Bilimadamları geçen yıl Amazon'da yaşanan kuraklığın bölgenin karbondioksit emme kapasitesiyle ilgili kaygılar yarattığını açıkladı.
Araştırmalarının sonuçlarını Science adlı bilim dergisinde yayımlayan İngiliz ve Brezilyalı uzmanlara göre, Amazon'da 2010'da, 2005'tekine göre daha büyük bir kuraklık yaşandı ve muhtemelen daha fazla ağaç kaybedildi.
2005'teki sıcak hava dalgası son bir asrın en büyük kuraklığına neden olmuştu.
Kuraklığın yaşandığı yıllarda Amazon, karbondioksit emen değil, yayan bir bölge haline geliyor.
Bilimadamlarına göre bu veriler, Amazon'un küresel ısınma karşısındaki kırılganlığını ortaya koyuyor. Uzmanlar "Amazon ormanlarının sera etkisi yaratan gazları sınırladığı günler geride kalabilir" diyor.
2010'da Amazon nehrinde su seviyesi son yarım asrın en düşük düzeyine indi. Bölgedeki 20'den fazla belediye olağanüstü hal ilan etti.
Leeds Üniveristesi'nden Simon Lewis, iki kuraklık ölçümünün gidişatı görmek için yeterli olmayabileceğini ancak yine de bunun kaygı verici bir tablo olduğunu söylüyor.
İki kuraklık da Brezilya açıklarındaki Atlas Okyanusu sularının alışılmadık derecede ısınmasıyla ilişkilendiriliyor.
'Kuraklık devam edecek'
Dr. Lewis, "Eğer bunun nedeni atmosferdeki sera gazları yoğunlaşması ise, yakın gelecekte yine kuraklık göreceğiz demektir" diyor.

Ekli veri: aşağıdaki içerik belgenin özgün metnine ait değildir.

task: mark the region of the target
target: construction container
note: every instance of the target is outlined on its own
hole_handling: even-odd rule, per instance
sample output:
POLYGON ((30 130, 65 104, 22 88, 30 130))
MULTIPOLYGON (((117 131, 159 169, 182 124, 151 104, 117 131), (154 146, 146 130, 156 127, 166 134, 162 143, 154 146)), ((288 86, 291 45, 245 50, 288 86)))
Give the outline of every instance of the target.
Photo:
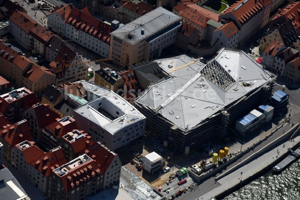
POLYGON ((258 107, 257 110, 266 116, 266 122, 271 120, 273 117, 274 107, 272 106, 268 105, 262 105, 258 107))
POLYGON ((242 133, 243 133, 246 129, 256 122, 258 117, 251 113, 249 113, 242 117, 236 120, 236 129, 242 133))
POLYGON ((218 154, 217 153, 214 153, 212 155, 212 162, 215 162, 218 160, 218 154))
POLYGON ((220 159, 223 159, 224 157, 224 153, 225 152, 224 150, 220 150, 219 152, 219 158, 220 159))
POLYGON ((225 147, 224 148, 224 151, 225 152, 224 153, 224 156, 227 156, 228 155, 228 151, 229 150, 229 147, 225 147))
POLYGON ((257 117, 259 120, 260 120, 262 118, 262 114, 257 110, 254 109, 250 112, 250 113, 255 117, 257 117))

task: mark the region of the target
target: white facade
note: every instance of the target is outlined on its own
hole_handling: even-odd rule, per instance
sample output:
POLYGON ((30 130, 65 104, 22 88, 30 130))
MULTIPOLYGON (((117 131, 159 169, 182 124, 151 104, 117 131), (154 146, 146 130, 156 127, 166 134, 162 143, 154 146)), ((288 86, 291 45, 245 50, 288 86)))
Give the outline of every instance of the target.
POLYGON ((48 16, 47 23, 48 28, 50 30, 59 35, 64 36, 65 24, 62 17, 57 13, 48 16))
POLYGON ((3 160, 3 150, 4 146, 0 142, 0 165, 2 165, 2 161, 3 160))
POLYGON ((160 168, 163 158, 155 152, 146 155, 144 159, 144 169, 153 174, 160 168))

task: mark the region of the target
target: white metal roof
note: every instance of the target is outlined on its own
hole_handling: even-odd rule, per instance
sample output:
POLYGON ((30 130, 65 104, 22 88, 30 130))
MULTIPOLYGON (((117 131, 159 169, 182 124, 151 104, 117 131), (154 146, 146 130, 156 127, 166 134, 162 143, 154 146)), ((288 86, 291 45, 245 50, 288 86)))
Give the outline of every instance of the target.
POLYGON ((161 160, 163 159, 162 157, 159 155, 155 151, 153 151, 151 153, 146 155, 145 156, 145 157, 149 160, 150 162, 153 163, 155 162, 160 160, 161 160))
POLYGON ((111 134, 113 134, 124 127, 146 118, 132 105, 112 91, 87 81, 81 82, 85 89, 95 95, 96 98, 76 108, 74 111, 97 123, 111 134), (108 101, 110 106, 117 107, 124 114, 112 120, 92 107, 98 104, 96 103, 103 101, 108 101), (135 120, 132 120, 133 119, 135 120))
POLYGON ((153 34, 177 21, 181 17, 173 13, 159 7, 117 29, 110 33, 127 42, 133 44, 142 40, 148 39, 153 34), (144 32, 141 31, 144 29, 144 32), (131 33, 132 38, 129 39, 128 34, 131 33))
POLYGON ((204 64, 184 55, 175 57, 160 59, 154 61, 158 63, 162 69, 172 76, 180 76, 195 74, 204 66, 204 64), (195 61, 184 67, 174 71, 174 69, 195 61))
POLYGON ((187 130, 268 82, 271 76, 244 52, 223 49, 200 72, 158 83, 135 102, 187 130))

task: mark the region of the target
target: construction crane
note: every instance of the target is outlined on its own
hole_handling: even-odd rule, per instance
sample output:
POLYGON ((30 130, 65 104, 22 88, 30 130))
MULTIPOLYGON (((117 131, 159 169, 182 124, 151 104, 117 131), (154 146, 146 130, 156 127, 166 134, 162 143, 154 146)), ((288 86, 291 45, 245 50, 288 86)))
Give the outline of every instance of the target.
POLYGON ((91 60, 90 61, 83 61, 83 62, 80 62, 80 61, 69 61, 67 60, 62 60, 62 62, 63 64, 66 67, 70 67, 70 66, 71 66, 72 65, 81 65, 81 64, 83 64, 86 63, 89 63, 90 62, 102 62, 103 61, 106 61, 106 60, 113 60, 114 58, 104 58, 102 59, 100 59, 99 60, 91 60), (75 63, 73 64, 67 64, 65 62, 73 62, 75 63))

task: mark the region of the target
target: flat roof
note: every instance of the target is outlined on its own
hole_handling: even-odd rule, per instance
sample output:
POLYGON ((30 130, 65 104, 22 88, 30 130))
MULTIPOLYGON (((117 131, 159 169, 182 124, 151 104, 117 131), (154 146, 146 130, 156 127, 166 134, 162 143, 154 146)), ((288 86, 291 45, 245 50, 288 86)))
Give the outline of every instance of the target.
POLYGON ((144 39, 147 39, 153 34, 162 31, 169 25, 181 19, 174 13, 159 7, 113 31, 110 34, 133 44, 144 39), (144 30, 142 34, 141 31, 144 30), (128 35, 132 35, 130 39, 128 35))
POLYGON ((243 52, 225 49, 192 74, 152 86, 135 103, 187 131, 272 77, 243 52))
POLYGON ((96 98, 74 109, 74 111, 111 134, 146 118, 133 106, 112 91, 87 81, 81 83, 84 89, 95 95, 96 98), (110 113, 110 111, 112 110, 114 113, 110 113), (119 113, 116 117, 115 117, 116 111, 119 113))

Simon Lewis şöyle devam ediyor:
"Eğer bu tür olaylar daha sık yaşanırsa, Amazon ormanları, karbon emerek küresel ısınmayı yavaşlatan değerli bir bölge olmaktan çıkarak önemli bir sera gazı kaynağı olabilir."
Ağaçlar kuraklıktan ölüyor ve çürüyor. Ağaçların sayısı azaldıkça bölgenin karbondioksit emme kapasitesi de azalıyor.

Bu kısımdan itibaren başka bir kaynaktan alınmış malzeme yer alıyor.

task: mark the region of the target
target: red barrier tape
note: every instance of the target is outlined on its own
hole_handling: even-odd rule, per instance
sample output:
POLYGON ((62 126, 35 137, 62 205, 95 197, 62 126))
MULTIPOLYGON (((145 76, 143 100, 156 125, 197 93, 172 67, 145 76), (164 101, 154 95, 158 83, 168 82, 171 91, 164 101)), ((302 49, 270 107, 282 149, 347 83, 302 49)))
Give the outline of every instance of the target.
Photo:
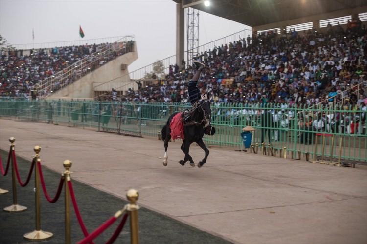
POLYGON ((122 229, 124 227, 124 225, 125 225, 125 223, 126 222, 126 219, 127 219, 127 216, 128 216, 129 215, 127 213, 124 215, 124 217, 121 220, 120 224, 118 225, 117 227, 116 228, 116 230, 115 231, 115 232, 114 232, 113 235, 112 235, 112 236, 111 237, 111 238, 110 238, 110 240, 107 241, 107 242, 106 243, 106 244, 112 244, 113 243, 114 243, 114 242, 116 240, 117 238, 118 237, 118 236, 120 235, 120 233, 121 231, 122 231, 122 229))
POLYGON ((61 178, 60 179, 60 183, 59 183, 59 186, 57 187, 57 191, 56 191, 56 194, 55 195, 55 197, 53 198, 51 198, 47 192, 47 189, 46 189, 46 185, 45 183, 45 179, 44 179, 44 175, 43 173, 42 173, 42 168, 41 167, 41 162, 39 161, 38 162, 37 164, 37 169, 38 169, 38 172, 40 173, 41 184, 42 186, 42 189, 44 191, 44 195, 45 195, 45 197, 46 198, 46 199, 47 199, 47 201, 48 201, 51 203, 56 203, 60 197, 60 195, 61 194, 61 190, 63 189, 63 186, 64 186, 64 177, 62 176, 61 178))
MULTIPOLYGON (((10 148, 10 150, 11 150, 11 148, 10 148)), ((6 163, 6 168, 5 169, 5 171, 4 171, 4 167, 2 166, 2 162, 1 161, 1 157, 0 157, 0 169, 1 170, 1 174, 5 176, 5 175, 8 174, 8 170, 9 170, 9 165, 10 165, 9 163, 10 163, 10 157, 11 155, 11 151, 9 151, 9 154, 8 154, 8 163, 6 163)))
POLYGON ((27 177, 27 180, 25 181, 25 182, 23 183, 23 182, 22 181, 22 180, 21 180, 21 176, 19 175, 19 171, 18 170, 18 165, 17 164, 17 159, 15 158, 15 151, 14 150, 12 151, 12 160, 13 160, 13 164, 14 167, 14 169, 15 169, 15 174, 17 175, 17 178, 18 178, 18 181, 19 182, 19 184, 21 185, 21 186, 22 187, 24 187, 26 185, 28 184, 28 183, 29 183, 29 180, 30 180, 30 177, 32 175, 32 172, 33 171, 33 168, 34 167, 34 160, 32 161, 32 165, 31 165, 31 168, 29 169, 29 172, 28 174, 28 177, 27 177))
MULTIPOLYGON (((79 211, 78 204, 76 203, 76 199, 75 199, 75 195, 74 194, 74 189, 72 188, 72 183, 71 183, 71 181, 69 181, 68 182, 68 185, 69 187, 69 192, 70 192, 70 196, 71 197, 71 201, 72 201, 72 204, 74 206, 74 210, 75 212, 76 218, 78 219, 79 224, 80 225, 80 228, 82 229, 82 231, 83 231, 84 236, 87 237, 88 236, 88 232, 87 231, 87 228, 86 228, 85 225, 84 225, 84 223, 83 222, 83 219, 82 219, 80 212, 79 211)), ((91 243, 93 243, 91 242, 91 243)))
POLYGON ((114 224, 117 219, 117 218, 115 216, 111 217, 107 220, 107 221, 102 224, 99 227, 97 228, 94 231, 90 234, 88 236, 86 237, 85 238, 78 242, 78 244, 86 244, 87 243, 89 243, 92 241, 93 241, 93 239, 100 235, 103 231, 106 230, 107 228, 110 227, 111 224, 114 224))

Uzmanlar bu araştırmaları için Tropical Rainfall Measuring Mission (Tropikal Yağmur Ölçüm Misyonu) adlı bir Amerikan-Japon uydusunun sağladığı verileri kullandı. Bu uydu, Ekvator'un iki tarafını kapsayan bir kuşakta yağmur ölçümleri yapıyor.

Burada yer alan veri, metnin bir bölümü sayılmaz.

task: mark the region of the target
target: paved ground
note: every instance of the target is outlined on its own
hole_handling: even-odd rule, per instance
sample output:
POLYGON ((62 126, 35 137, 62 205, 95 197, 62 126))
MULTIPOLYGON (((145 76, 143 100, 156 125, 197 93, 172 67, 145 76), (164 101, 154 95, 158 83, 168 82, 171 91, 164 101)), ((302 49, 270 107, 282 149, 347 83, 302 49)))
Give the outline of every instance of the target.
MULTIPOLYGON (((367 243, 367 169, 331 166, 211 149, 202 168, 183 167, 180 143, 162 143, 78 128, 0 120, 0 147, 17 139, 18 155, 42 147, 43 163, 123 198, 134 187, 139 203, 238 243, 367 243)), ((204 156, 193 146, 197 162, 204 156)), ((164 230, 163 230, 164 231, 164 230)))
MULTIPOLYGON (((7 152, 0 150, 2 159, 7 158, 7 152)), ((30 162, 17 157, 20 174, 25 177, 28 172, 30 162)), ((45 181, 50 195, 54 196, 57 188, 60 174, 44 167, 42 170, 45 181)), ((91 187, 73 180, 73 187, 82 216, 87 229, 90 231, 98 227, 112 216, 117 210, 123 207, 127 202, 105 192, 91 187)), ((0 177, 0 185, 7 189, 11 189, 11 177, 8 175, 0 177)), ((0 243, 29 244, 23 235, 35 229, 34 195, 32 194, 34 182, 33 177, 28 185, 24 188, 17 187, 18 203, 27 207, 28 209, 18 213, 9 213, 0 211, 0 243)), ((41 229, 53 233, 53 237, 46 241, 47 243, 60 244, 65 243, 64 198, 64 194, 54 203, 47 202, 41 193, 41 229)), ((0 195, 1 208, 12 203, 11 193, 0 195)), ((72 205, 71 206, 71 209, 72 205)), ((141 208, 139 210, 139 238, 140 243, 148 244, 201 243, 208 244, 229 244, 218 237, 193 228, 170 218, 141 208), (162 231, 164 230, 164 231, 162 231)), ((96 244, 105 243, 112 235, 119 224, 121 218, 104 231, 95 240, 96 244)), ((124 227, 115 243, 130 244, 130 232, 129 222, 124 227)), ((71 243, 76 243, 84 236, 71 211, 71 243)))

Bu ölçümlere göre, 2005'teki kuraklık yaklaşık 2 milyon, 2010'daki ise 3 milyon kilometrekarelik bir alanda etkili oldu.
Bu bölge yılda atmosferden ortalama bir-buçuk milyar ton karbondioksit emiyor.
Ancak buna tezat bir şekilde, 2005'teki kuraklığın yıllara yayılan sonucu olarak bölge atmosfere beş milyar ton karbon saldı.
2010'da bölgeden yayılan karbon miktarının sekiz milyar ton olarak tahmin ediliyor. Bu, Çin ve Rusya'nın karbon salımlarının toplamından daha büyük bir miktar.